The owners ended up spending $2.13 billion to put the power plants in service, including $87 million in construction-period interest and $72 million for an early-completion bonus for First Solar.
They claimed $2.05 billion, or 96.2%, as tax basis in assets qualifying for an investment tax credit. They applied for a Treasury cash grant of $616.8 million, or 30% of the eligible basis. The Treasury paid $59.3 million less than this amount. The owners sued for the shortfall.
The case is still in the early rounds, but the mental gymnastics by the government lawyers so far have earned them a poor score.
The government asked the court to award it summary judgment based on legal briefs without going to trial on grounds that the owners failed to file an IRS Form 8594. Both the seller and the buyer must file a Form 8594 with their tax returns for the year of sale showing how they allocated the purchase price in sales transactions to which section 1060 applies.
The court said no. The penalty for failure to file is $250, not forfeiture of a claim. If the government truly thought the application for section 1603 payments was fatally deficient for failure to file a form with a later tax return, the court said, it is unfathomable that the government would have paid more than $555 million in Treasury cash grants.
The government next found fault with a number of cost items that the project owners treated — or failed to treat — as basis in ITC assets.
The government said that the bank loans were non-ITC assets to which part of the purchase price should have been allocated in class III or V of the section 1060 waterfall. The court said no. Even if the loans are “assets,” the court said, purchase price must be allocated only to assets acquired in the acquisition.

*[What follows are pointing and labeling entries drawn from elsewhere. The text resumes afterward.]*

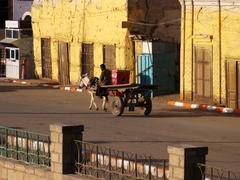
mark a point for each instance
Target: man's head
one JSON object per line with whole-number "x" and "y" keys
{"x": 103, "y": 67}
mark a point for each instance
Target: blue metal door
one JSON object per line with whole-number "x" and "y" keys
{"x": 144, "y": 69}
{"x": 159, "y": 68}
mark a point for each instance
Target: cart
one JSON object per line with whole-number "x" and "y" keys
{"x": 130, "y": 96}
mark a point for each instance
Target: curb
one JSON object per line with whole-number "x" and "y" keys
{"x": 204, "y": 107}
{"x": 47, "y": 85}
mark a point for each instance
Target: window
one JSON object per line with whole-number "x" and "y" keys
{"x": 7, "y": 53}
{"x": 8, "y": 34}
{"x": 15, "y": 34}
{"x": 12, "y": 33}
{"x": 17, "y": 54}
{"x": 109, "y": 56}
{"x": 12, "y": 53}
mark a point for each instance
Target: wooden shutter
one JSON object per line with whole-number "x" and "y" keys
{"x": 109, "y": 56}
{"x": 87, "y": 59}
{"x": 46, "y": 58}
{"x": 63, "y": 57}
{"x": 203, "y": 73}
{"x": 231, "y": 84}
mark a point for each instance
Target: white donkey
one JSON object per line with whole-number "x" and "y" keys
{"x": 92, "y": 85}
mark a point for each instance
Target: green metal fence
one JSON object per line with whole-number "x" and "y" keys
{"x": 25, "y": 146}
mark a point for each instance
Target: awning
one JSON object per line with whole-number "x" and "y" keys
{"x": 8, "y": 42}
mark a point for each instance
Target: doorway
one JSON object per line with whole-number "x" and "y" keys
{"x": 233, "y": 83}
{"x": 46, "y": 58}
{"x": 87, "y": 59}
{"x": 63, "y": 63}
{"x": 203, "y": 74}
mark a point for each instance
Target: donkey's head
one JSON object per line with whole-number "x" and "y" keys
{"x": 84, "y": 82}
{"x": 88, "y": 82}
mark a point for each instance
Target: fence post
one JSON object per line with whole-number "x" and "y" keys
{"x": 62, "y": 148}
{"x": 183, "y": 161}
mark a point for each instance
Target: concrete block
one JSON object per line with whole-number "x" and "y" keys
{"x": 176, "y": 151}
{"x": 30, "y": 170}
{"x": 9, "y": 165}
{"x": 18, "y": 175}
{"x": 3, "y": 173}
{"x": 10, "y": 174}
{"x": 58, "y": 168}
{"x": 178, "y": 173}
{"x": 40, "y": 172}
{"x": 55, "y": 157}
{"x": 56, "y": 128}
{"x": 57, "y": 176}
{"x": 58, "y": 148}
{"x": 54, "y": 137}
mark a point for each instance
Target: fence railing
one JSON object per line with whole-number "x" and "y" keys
{"x": 214, "y": 173}
{"x": 106, "y": 163}
{"x": 25, "y": 146}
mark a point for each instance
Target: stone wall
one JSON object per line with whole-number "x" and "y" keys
{"x": 182, "y": 160}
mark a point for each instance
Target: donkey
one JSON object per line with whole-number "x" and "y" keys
{"x": 92, "y": 86}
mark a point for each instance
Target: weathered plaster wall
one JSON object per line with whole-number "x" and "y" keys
{"x": 89, "y": 21}
{"x": 165, "y": 14}
{"x": 209, "y": 24}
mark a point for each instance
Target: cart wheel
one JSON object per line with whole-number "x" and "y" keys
{"x": 147, "y": 106}
{"x": 117, "y": 106}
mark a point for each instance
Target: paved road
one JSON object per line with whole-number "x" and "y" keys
{"x": 35, "y": 108}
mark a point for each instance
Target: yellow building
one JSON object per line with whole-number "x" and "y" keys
{"x": 210, "y": 59}
{"x": 74, "y": 37}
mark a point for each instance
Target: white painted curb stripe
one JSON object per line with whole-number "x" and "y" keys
{"x": 55, "y": 87}
{"x": 211, "y": 108}
{"x": 194, "y": 106}
{"x": 228, "y": 110}
{"x": 179, "y": 104}
{"x": 79, "y": 90}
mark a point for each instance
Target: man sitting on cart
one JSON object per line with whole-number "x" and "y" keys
{"x": 105, "y": 79}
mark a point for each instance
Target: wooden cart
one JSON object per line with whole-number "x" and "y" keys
{"x": 130, "y": 96}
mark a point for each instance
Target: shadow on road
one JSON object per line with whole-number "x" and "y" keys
{"x": 166, "y": 141}
{"x": 15, "y": 88}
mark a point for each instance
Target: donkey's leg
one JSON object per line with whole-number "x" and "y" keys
{"x": 94, "y": 103}
{"x": 91, "y": 100}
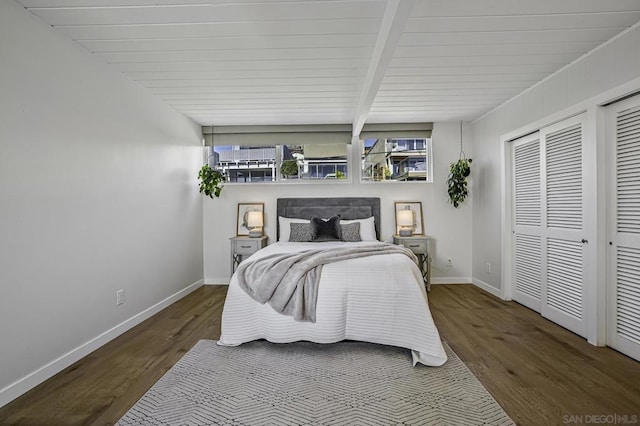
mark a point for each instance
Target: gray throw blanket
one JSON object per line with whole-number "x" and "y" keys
{"x": 289, "y": 281}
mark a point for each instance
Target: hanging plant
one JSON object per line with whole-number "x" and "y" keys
{"x": 211, "y": 181}
{"x": 458, "y": 174}
{"x": 457, "y": 181}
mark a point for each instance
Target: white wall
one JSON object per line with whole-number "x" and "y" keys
{"x": 98, "y": 192}
{"x": 593, "y": 80}
{"x": 450, "y": 227}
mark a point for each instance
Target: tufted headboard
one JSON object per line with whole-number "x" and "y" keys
{"x": 347, "y": 207}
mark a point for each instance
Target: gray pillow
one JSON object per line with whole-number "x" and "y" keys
{"x": 300, "y": 233}
{"x": 350, "y": 232}
{"x": 326, "y": 230}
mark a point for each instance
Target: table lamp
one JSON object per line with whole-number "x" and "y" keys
{"x": 255, "y": 224}
{"x": 405, "y": 221}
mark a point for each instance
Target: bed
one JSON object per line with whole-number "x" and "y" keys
{"x": 379, "y": 299}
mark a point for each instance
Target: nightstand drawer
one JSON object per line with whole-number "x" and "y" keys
{"x": 418, "y": 247}
{"x": 246, "y": 247}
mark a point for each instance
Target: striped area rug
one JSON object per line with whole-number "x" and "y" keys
{"x": 346, "y": 383}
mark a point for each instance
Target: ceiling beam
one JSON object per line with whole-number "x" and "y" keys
{"x": 393, "y": 22}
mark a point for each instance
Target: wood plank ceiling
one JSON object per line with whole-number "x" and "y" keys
{"x": 336, "y": 61}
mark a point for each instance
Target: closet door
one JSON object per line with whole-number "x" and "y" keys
{"x": 564, "y": 283}
{"x": 549, "y": 245}
{"x": 623, "y": 292}
{"x": 527, "y": 231}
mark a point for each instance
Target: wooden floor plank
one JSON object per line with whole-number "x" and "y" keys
{"x": 539, "y": 372}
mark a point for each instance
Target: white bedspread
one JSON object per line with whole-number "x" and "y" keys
{"x": 377, "y": 299}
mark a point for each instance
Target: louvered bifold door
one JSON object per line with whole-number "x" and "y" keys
{"x": 623, "y": 319}
{"x": 527, "y": 235}
{"x": 564, "y": 244}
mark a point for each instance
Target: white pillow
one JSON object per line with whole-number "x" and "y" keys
{"x": 367, "y": 228}
{"x": 284, "y": 223}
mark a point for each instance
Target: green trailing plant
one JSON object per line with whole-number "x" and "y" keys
{"x": 458, "y": 174}
{"x": 457, "y": 181}
{"x": 211, "y": 181}
{"x": 289, "y": 168}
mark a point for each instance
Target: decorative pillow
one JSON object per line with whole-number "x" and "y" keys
{"x": 367, "y": 228}
{"x": 301, "y": 233}
{"x": 284, "y": 226}
{"x": 351, "y": 232}
{"x": 325, "y": 230}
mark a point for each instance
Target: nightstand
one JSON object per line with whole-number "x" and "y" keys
{"x": 419, "y": 245}
{"x": 243, "y": 247}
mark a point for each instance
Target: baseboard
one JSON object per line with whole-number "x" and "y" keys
{"x": 450, "y": 280}
{"x": 489, "y": 288}
{"x": 33, "y": 379}
{"x": 216, "y": 281}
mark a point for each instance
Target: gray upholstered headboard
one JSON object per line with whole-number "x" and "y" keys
{"x": 347, "y": 207}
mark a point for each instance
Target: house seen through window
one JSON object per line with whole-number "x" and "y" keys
{"x": 396, "y": 160}
{"x": 244, "y": 164}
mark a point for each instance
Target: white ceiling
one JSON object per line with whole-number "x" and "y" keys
{"x": 337, "y": 61}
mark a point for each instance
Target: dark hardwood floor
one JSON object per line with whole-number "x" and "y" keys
{"x": 540, "y": 373}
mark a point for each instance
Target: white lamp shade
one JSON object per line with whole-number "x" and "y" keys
{"x": 405, "y": 218}
{"x": 254, "y": 219}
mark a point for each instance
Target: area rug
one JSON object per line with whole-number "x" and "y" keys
{"x": 303, "y": 383}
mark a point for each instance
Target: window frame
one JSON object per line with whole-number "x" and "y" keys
{"x": 428, "y": 155}
{"x": 278, "y": 179}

The bank loans were borrowed later. Moreover, even if they are assets, the court said, they are intangibles belonging in class VI.
Next the government argued that the court should ignore the price that two hard bargainers negotiated for the construction job — First Solar on the one side and GE and NextEra on the other — because investment tax credits and, by extension, cash grants must be calculated on a price established in a hypothetical negotiation.

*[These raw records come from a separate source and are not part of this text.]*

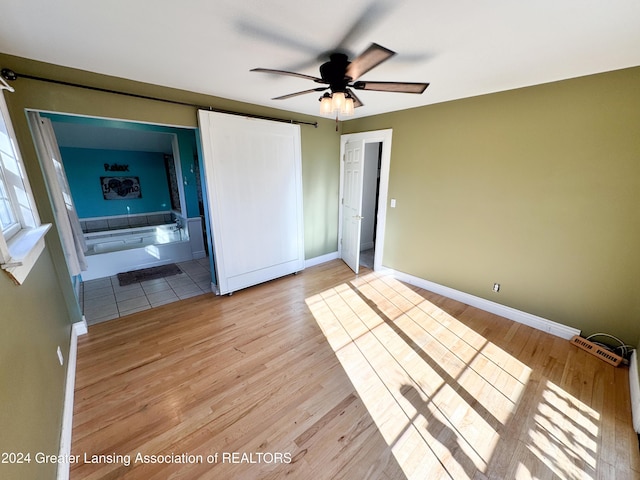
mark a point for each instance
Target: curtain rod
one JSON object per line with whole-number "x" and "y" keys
{"x": 8, "y": 74}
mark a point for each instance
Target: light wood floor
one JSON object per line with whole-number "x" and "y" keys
{"x": 326, "y": 375}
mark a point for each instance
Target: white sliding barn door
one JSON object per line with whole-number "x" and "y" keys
{"x": 253, "y": 171}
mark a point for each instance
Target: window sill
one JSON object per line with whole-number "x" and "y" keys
{"x": 24, "y": 250}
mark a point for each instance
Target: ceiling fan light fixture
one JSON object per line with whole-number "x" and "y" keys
{"x": 338, "y": 101}
{"x": 326, "y": 104}
{"x": 349, "y": 107}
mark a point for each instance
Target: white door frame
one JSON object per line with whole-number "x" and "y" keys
{"x": 377, "y": 136}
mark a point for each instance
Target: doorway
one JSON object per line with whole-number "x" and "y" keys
{"x": 370, "y": 190}
{"x": 363, "y": 194}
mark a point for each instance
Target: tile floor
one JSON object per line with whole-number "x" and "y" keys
{"x": 104, "y": 299}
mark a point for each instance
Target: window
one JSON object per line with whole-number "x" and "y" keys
{"x": 22, "y": 235}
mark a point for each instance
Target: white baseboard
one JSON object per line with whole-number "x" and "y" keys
{"x": 634, "y": 386}
{"x": 77, "y": 329}
{"x": 549, "y": 326}
{"x": 321, "y": 259}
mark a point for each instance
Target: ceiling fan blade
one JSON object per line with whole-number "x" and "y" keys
{"x": 356, "y": 101}
{"x": 304, "y": 92}
{"x": 400, "y": 87}
{"x": 292, "y": 74}
{"x": 370, "y": 58}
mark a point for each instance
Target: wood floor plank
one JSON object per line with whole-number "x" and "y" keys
{"x": 344, "y": 376}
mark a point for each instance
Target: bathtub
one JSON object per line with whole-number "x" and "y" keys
{"x": 115, "y": 251}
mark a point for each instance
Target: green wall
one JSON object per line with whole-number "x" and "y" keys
{"x": 32, "y": 380}
{"x": 537, "y": 189}
{"x": 34, "y": 322}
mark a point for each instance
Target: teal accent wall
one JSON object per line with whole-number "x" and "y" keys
{"x": 187, "y": 150}
{"x": 85, "y": 166}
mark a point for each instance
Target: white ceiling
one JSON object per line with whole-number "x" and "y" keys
{"x": 462, "y": 47}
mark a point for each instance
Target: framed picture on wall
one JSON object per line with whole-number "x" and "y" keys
{"x": 120, "y": 188}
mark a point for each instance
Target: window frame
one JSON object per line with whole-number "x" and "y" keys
{"x": 21, "y": 246}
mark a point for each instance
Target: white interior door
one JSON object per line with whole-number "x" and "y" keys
{"x": 352, "y": 203}
{"x": 253, "y": 171}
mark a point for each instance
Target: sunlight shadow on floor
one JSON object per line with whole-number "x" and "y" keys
{"x": 444, "y": 397}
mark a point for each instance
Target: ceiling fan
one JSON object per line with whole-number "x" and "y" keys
{"x": 341, "y": 77}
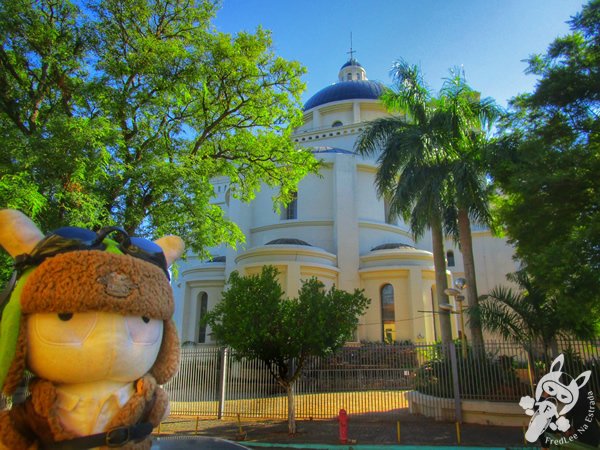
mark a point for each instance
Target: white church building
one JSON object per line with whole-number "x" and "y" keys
{"x": 338, "y": 230}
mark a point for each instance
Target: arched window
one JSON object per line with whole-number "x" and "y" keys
{"x": 290, "y": 211}
{"x": 202, "y": 309}
{"x": 389, "y": 217}
{"x": 388, "y": 314}
{"x": 450, "y": 258}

The government argued next that NextEra and GE paid too little for the development rights, since First Solar had spent $35 million on the projects by the time they were sold in 2011. The court said this is a question of fact that requires a trial to settle.
Meanwhile, the court confirmed, at the request of NextEra and GE, that the power contracts and interconnection agreements are class VI rather than class V assets, the DOE loan guarantee is not a separate asset capable of soaking up purchase price, and if the entire value is used up by class V, then there is no need to continue down the waterfall to allocate anything to class VI or VII.
The case is headed for a trial in June 2022 — if the parties do not settle before then.